Despite cannabis’s growing use in the US and the variety of cannabis products available, there is no objective standard for classifying those products. The indica and sativa labels, the most common distinction, are supposedly rooted in two different plant types. But these labels are widely debated, and a growing body of evidence shows that the names on cannabis products are misleading and inconsistent between growers, an especially concerning problem for medical use, say cannabis industry experts. A new study used chemical and genetic analysis to show that, while products labeled indica or sativa are genetically indistinct, markers in genes that control the expression of key psychoactive and aroma compounds vary significantly across products and could be used to classify cannabis (Nat. Plants 2021, DOI: 10.1038/s41477-021-01003-y).
Terpenes and cannabinoids are key classes of compounds present in cannabis and are responsible for both aromas and psychoactive effects. A previous study used gas chromatography–mass spectrometry to quantify levels of 40 terpenes and cannabinoids in almost 300 cannabis samples from a distributor in the Netherlands (Cannabis Cannabinoid Res. 2016, DOI: 10.1089/can.2016.0017). Building on that, a team of researchers, led by agricultural geneticist Sean Myles at Dalhousie University, extracted high quality DNA from 137 of the samples. The team identified 116,296 sites of genetic variation, or single nucleotide polymorphisms, within the genomes, performed statistical analysis to look for links between the terpene profiles and the genetic differences, and evaluated how accurately those data matched up with a five-point labeling scale, ranging from 100% indica to 100% sativa, that was provided by the samples’ distributor.
The researchers found indica- and sativa-labeled samples to be genetically indistinguishable overall. However, indica labels were correlated with elevated levels of the terpenoids myrcene, guaiol, γ-eudesmol, and β-eudesmol. Myrcene is thought to be largely responsible for indica’s earthy aroma and sedative effects. Sativa labels were positively correlated with increased levels of the terpenoids bergamotene and farnesene, which impart fruity, tea-like aromas. It is routinely happening in the cannabis industry that strain names are not reliable indicators of plants’ genetic identity, Myles says, and in some cases this means higher prices are being charged for lower-grade products.
The team identified the genes that control the expression of those terpenoids, and genetic markers within those genes, which could enable the highly selective breeding of cannabis that’s already in use in other agricultural crops.
This study is “advancing the foundation for the conversation” about classification and chemotyping, says Jeffrey Raber, CEO of cannabis R&D lab The Werc Shop, that will allow him and other retailers to label cannabis in ways that are consistent and useful to consumers.
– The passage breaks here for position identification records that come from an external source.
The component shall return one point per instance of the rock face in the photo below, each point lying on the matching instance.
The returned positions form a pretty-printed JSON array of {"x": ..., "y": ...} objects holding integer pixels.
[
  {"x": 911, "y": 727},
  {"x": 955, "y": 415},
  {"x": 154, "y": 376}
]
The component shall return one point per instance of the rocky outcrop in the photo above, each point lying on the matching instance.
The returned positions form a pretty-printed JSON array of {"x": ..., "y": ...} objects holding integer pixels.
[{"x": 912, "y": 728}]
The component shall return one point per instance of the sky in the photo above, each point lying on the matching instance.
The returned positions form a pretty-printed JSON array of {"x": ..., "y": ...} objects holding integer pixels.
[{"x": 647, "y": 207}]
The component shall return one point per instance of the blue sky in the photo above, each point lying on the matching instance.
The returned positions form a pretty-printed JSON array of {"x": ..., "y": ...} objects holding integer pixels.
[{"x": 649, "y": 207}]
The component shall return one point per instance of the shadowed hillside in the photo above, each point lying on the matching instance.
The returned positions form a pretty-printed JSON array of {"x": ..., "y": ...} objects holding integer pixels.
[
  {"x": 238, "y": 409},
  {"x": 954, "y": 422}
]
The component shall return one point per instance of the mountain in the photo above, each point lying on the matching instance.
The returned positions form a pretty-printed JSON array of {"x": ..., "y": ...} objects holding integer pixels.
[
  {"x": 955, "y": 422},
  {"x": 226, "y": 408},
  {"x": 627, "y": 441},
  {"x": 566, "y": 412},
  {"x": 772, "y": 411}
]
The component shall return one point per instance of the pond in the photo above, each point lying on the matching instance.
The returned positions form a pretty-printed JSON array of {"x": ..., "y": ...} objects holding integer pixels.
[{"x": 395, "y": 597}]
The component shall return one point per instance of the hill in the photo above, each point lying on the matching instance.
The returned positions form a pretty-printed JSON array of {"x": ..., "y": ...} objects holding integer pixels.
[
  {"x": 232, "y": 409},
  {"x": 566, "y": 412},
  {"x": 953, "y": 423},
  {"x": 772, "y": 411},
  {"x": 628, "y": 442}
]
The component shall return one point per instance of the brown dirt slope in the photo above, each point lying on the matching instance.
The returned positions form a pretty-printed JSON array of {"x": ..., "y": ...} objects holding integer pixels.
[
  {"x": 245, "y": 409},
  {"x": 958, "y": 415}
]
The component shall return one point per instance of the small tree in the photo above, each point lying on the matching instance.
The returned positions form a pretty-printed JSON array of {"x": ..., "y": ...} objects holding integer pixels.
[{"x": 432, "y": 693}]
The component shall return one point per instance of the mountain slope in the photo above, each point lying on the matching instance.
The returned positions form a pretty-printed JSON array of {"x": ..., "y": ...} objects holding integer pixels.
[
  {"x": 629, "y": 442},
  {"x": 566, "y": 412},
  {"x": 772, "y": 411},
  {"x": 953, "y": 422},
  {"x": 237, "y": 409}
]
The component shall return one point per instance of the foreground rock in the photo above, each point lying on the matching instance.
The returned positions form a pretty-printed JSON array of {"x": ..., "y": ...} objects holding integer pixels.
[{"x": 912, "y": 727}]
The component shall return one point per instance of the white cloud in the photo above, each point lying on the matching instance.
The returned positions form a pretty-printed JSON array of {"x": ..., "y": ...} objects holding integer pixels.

“In the future, having genetic information and better molecular profiles is really the only way we’re going to be able to categorize the strains scientifically,” says Amber Wise, scientific director at the cannabis testing lab Medicine Creek Analytics, who was not involved with the study.
“We’re going to have to decide, as a scientific community and as a cannabis industry, what are the important molecules that we want to see reported,” Wise says, and this study is “definitely a step in the right direction and a way for other people to analyze data in a similar way.”